For instance, the cross-ratio $[z,z_4,z_3,z_2]$ is obtained from $\lambda$ by postcomposing it with the Möbius transformation sending the triple $(1,0,\infty)$ to $(\infty,0,1)$. This is easy: Since $1$ is sent to $\infty$, we must have a transformation of the form $\lambda \mapsto \frac{a\lambda + b}{\lambda - 1}$ (with $a \neq -b$ but we won't need that additional information). As $0$ is sent to $0$, we must have $b = 0$ and since $\infty$ is sent to $1$ we must have $a = 1$, and our sought transformation is
$[z,z_4,z_3,z_2] = \frac{\lambda}{\lambda - 1}.$
Similar considerations lead to the entire list of symmetries given on Wikipedia.

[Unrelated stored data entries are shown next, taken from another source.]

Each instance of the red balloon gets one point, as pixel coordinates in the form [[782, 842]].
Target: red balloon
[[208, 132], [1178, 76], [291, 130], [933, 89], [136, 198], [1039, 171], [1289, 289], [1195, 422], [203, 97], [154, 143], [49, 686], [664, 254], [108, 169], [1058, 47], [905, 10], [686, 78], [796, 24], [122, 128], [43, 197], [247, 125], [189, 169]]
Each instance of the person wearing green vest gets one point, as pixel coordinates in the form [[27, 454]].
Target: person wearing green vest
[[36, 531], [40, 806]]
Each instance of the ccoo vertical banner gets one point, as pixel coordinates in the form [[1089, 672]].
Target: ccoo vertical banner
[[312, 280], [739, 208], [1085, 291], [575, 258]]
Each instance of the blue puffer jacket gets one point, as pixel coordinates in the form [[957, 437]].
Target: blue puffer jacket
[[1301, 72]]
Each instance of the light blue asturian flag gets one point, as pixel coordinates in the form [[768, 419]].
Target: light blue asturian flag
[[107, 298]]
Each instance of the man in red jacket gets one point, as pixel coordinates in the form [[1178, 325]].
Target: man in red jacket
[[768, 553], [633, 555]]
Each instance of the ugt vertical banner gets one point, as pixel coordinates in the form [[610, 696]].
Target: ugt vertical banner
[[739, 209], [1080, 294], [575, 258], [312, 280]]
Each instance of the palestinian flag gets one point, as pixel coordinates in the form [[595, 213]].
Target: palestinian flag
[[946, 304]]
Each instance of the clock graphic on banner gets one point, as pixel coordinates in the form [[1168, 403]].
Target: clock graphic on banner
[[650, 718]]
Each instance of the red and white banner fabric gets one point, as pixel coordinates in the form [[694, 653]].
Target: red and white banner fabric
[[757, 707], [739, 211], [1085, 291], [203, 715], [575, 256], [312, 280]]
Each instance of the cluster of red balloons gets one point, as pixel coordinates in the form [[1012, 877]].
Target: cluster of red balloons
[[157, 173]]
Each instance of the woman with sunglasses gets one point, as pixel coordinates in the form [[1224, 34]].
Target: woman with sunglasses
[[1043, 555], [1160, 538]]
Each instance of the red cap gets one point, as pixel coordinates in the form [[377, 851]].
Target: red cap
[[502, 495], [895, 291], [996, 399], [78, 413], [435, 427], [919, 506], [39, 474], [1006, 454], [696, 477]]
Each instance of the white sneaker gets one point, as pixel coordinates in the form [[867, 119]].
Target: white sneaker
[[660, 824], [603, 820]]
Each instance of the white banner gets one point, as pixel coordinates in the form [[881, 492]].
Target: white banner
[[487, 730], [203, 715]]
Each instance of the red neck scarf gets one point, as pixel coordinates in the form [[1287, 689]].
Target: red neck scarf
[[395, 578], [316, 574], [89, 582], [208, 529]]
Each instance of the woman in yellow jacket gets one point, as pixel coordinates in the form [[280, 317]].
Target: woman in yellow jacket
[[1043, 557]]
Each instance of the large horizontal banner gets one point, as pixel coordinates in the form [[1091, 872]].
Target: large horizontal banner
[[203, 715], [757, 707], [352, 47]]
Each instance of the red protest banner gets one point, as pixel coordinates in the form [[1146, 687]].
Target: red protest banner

In order to save you some work, I'll give one more indication: swapping the last two entries corresponds to $(1,0,\infty) \mapsto (1,\infty,0)$, so simply $\lambda \mapsto \frac{1}{\lambda}$. Hence, there really only remains one more thing to do: figure out the transformation sending $(1,0,\infty)$ to $(\infty,1,0)$ and this is just as easy as the case I just did. You'll get the expression for $[z,z_3,z_4,z_2]$ and after that hardly any further computation is required.